Anti-Semitic fliers reading “Just Say No to Jewish Lies” found on Cornell’s campus

Impact

On Monday morning, students and faculty at Cornell University awoke to find anti-Semitic, white supremacist fliers posted on buildings around the university’s Ithaca, New York, campus.

The fliers, which read, “Just say no to Jewish lies,” featured a black-and-white image of a snake and a Jewish star. At the bottom was a swastika with the message, “Solar Cross Society. Join the white gang,” according to a photo shared by the Cornell Daily Sun, a student-run paper.

In a statement sent out to the Cornell community on Monday, University President Martha Pollack condemned the fliers’ “clear and hateful message of anti-Semitism and white supremacy” and added that “whoever is responsible for these fliers is hiding under the cover of anonymity ... they need to ask themselves why they chose our campus, because Cornell reviles their message of hatred; we revile it as an institution, and I know from many personal conversations that thousands of Cornellians deplore it individually.”

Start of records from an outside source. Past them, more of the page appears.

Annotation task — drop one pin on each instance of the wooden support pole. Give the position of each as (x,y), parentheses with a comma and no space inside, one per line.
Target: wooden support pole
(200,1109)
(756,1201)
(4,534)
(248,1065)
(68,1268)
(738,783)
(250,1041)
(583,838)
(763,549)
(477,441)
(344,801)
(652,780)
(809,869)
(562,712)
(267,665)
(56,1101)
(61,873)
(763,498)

Pollack also said in the statement that it appeared that the Solar Cross Society, the fliers’ “supposed sponsoring organization does not exist.”

A Cornell spokesperson declined to offer further comment to Mic about the incident on Tuesday.

Heather Ainsworth/AP

In the past few months, there have been several incidences of white supremacist materials found distributed on college campuses across the U.S. In September, fliers endorsing the “Traditionalist Worker Party,” a white nationalist hate group, were removed from the campus of the University of Tennessee, Knoxville.

Also in September, white nationalist fliers advocating for “the preservation of European culture” were found on the campus of the University of Louisville in Kentucky — they urged students to join a group called “the U of L Identitarians.”

According to Evan Bernstein, the Anti-Defamation League’s New York regional director, posters like the ones found on Cornell’s campus on Monday are part of a larger effort to provoke fear on college campuses — and, he said, the ADL is seeing more and more incidents like this one.

“The ramp-up of this has been very significant,” Bernstein said in a phone interview on Tuesday. Between Sept. 1 and Oct. 15 of this year, he said, there were 79 instances of hate group “flyering” on colleges campuses across the country.

“It’s very, very scary for the students on campus,” Bernstein said. “It’s a concerted effort by the alt-right and white supremacists.” Bernstein stressed the importance of school administrations responding to the incidents proactively and inclusively. And, he said, it’s important for all of the student body to stand together, no matter who the hate groups are specifically targeting.

“We can’t silo ourselves off in the same ways we’ve done in the past,” he said. “When one person’s hated, then everybody’s hated.”